Composite particles of lignin hydroxyethylcellulose were fabricated by means of reverse-micelle formation using H2O-CHCl3 in the presence of a surfactant, and an aggregate of the particles was obtained by successive precipitation from acetone, filtration, and drying. The aggregate was carbonized by pyrolysis with heating up to 900 degrees C under flowing of argon. The carbonized product was a hierarchical porous carbon that had a Brunauer-Emmett-Teller (BET) surface area of 405 m(2)/g with micropore volume (0.11 cm(3)/g) and no small mesopore volume (0.58 cm(3)/g). Higher porous spherical carbon aggregates were obtained by fitting an in situ surface activation in the carbon conversion process, i.e., composite particles similarly prepared from lignin and hydroxyethylcellulose in the presence of NaOH were carbonized.
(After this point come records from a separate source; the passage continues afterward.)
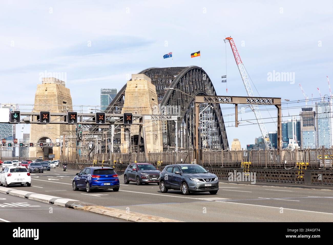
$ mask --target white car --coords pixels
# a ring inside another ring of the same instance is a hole
[[[49,163],[49,164],[50,165],[50,168],[56,168],[56,162],[54,161],[51,161]]]
[[[5,161],[2,163],[2,170],[7,167],[13,166],[13,163],[11,161]]]
[[[0,186],[4,185],[8,187],[9,185],[22,186],[25,184],[28,186],[31,186],[31,177],[25,167],[7,167],[0,173]]]

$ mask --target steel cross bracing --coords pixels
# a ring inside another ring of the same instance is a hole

One of them showed a BET surface area of 1790 m(2)/g with a micropore volume (0.54 cm(3)/g) and large mesopore volume (2.08 cm(3)/g). This in situ activation process added rnicropores and mesoporous cavities to the microporous carbon grains and enhanced development of mesoporous voids between the grains. The aggregate of the activated carbon grains in 1 M H2SO4 showed a good electrical double layer capacitance of 394 F/g at a current density of 0.05 A/g, which declined logarithmic functionally to 269 F/g at a higher current density of 0.4 A/g.